Reputation: 59
I'm trying to figure out how to replace rows in one dataframe with another by matching the values of one of the columns. Both dataframes have the same column names.
Ex:
df1 <- data.frame(x = c(1,2,3,4), y = c("a", "b", "c", "d"))
df2 <- data.frame(x = c(1,2), y = c("f", "g"))
Is there a way to replace the rows of df1 with the same row in df2 where they share the same x variable? It would look like this.
data.frame(x = c(1,2,3,4), y = c("f","g","c","d")
I've been working on this for a while and this is the closest I've gotten -
df1[which(df1$x %in% df2$x),]$y <- df2[which(df1$x %in% df2$x),]$y
But it just replaces the values with NA.
Does anyone know how to do this?
Upvotes: 5
Views: 1757
Reputation: 5766
First off, well done in producing a nice reproducible example that's directly copy-pastable. That always helps, specially with an example of expected output. Nice one!
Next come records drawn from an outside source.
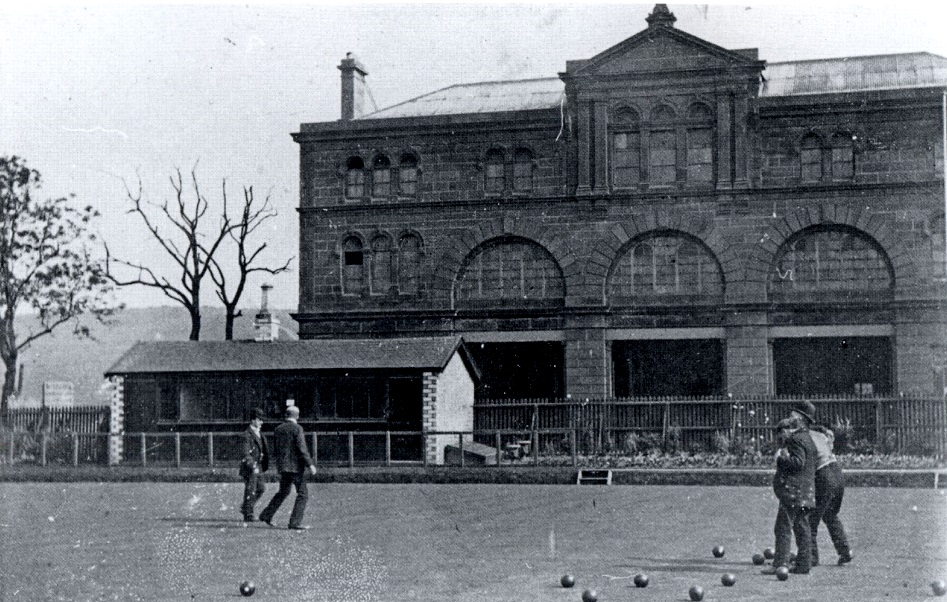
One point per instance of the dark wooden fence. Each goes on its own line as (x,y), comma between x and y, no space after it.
(912,425)
(538,428)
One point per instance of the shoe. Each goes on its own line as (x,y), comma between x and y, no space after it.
(798,570)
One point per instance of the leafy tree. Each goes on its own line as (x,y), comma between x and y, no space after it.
(48,266)
(247,256)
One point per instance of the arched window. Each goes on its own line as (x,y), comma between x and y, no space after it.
(381,177)
(810,159)
(662,151)
(626,149)
(408,175)
(355,178)
(843,157)
(409,264)
(510,272)
(826,261)
(494,173)
(381,265)
(665,264)
(353,266)
(700,156)
(522,170)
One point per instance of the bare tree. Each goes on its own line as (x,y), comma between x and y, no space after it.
(47,267)
(187,245)
(251,218)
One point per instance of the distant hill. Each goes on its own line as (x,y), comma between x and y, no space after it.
(63,357)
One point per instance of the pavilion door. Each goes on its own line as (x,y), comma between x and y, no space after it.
(404,414)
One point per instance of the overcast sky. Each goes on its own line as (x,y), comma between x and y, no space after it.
(93,95)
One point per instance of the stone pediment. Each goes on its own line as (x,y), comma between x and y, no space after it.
(661,49)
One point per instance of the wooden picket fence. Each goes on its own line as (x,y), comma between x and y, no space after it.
(82,419)
(76,433)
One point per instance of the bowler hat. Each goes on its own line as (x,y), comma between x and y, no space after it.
(804,408)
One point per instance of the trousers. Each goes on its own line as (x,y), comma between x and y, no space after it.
(288,480)
(793,521)
(829,491)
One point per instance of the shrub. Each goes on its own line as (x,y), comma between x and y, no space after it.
(721,444)
(630,446)
(672,441)
(844,434)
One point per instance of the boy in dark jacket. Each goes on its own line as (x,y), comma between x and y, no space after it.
(829,485)
(256,459)
(794,485)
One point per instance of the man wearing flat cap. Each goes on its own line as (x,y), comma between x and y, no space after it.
(292,459)
(256,460)
(829,485)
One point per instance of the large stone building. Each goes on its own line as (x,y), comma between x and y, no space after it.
(668,217)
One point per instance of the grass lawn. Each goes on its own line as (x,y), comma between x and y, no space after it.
(498,543)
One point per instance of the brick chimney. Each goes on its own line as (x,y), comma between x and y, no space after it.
(661,17)
(353,87)
(265,324)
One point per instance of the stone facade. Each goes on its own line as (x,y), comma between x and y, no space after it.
(669,196)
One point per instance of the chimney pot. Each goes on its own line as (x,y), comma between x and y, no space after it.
(353,87)
(265,324)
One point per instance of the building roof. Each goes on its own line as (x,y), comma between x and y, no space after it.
(855,74)
(483,97)
(431,353)
(793,78)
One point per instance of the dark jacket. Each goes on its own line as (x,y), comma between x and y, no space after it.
(794,483)
(289,448)
(255,453)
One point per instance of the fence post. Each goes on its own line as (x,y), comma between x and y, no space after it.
(878,429)
(499,444)
(424,448)
(210,449)
(351,449)
(535,447)
(665,422)
(535,436)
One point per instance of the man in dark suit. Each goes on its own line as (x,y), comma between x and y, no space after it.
(256,460)
(292,459)
(794,485)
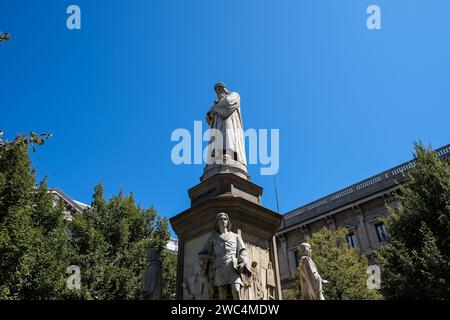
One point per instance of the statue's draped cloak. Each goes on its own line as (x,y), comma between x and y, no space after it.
(310,280)
(226,117)
(225,253)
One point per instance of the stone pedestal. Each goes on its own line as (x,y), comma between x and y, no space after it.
(241,200)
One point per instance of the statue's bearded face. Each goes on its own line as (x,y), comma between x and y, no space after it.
(222,222)
(221,92)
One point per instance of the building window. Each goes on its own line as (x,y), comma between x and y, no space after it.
(381,232)
(351,240)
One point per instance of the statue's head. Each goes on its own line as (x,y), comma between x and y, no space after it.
(305,249)
(222,219)
(220,89)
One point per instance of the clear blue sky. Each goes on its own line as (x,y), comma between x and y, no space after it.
(348,101)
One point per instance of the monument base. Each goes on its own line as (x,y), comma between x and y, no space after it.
(241,200)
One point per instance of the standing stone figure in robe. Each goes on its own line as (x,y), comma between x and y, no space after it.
(151,287)
(225,117)
(225,258)
(310,279)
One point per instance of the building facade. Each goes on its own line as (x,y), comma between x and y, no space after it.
(358,208)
You have several options, but lets look at why your solution doesn't quite work:
First of all, I tried copy-pasting your last line into a new session and got the dreaded factor-error:
Warning message:
In `[<-.factor`(`*tmp*`, iseq, value = 1:2) :
invalid factor level, NA generated
If we look at your data frames df1
and df2
with the str
function, you will see that they do not contain text but factors. These are not text - in short they represent categorical data (male vs. female, scores A, B, C, D, and F, etc.) and are really integers that have a text as label. So that could be your issue.
Running your code gives a warning because you are trying to import new factors (labels) into df1
that don't exist. And R doesn't know what to do with them, so it just inserts NA
-values.
As r2evens answered, he used the stringsAsFactors
to disable using strings as Factors - you can even go as far as disabling it on a session-wide basis using options(stringsAsFactors=FALSE)
(and I've heard it will be disabled as default in forthcoming R4.0 - yay!).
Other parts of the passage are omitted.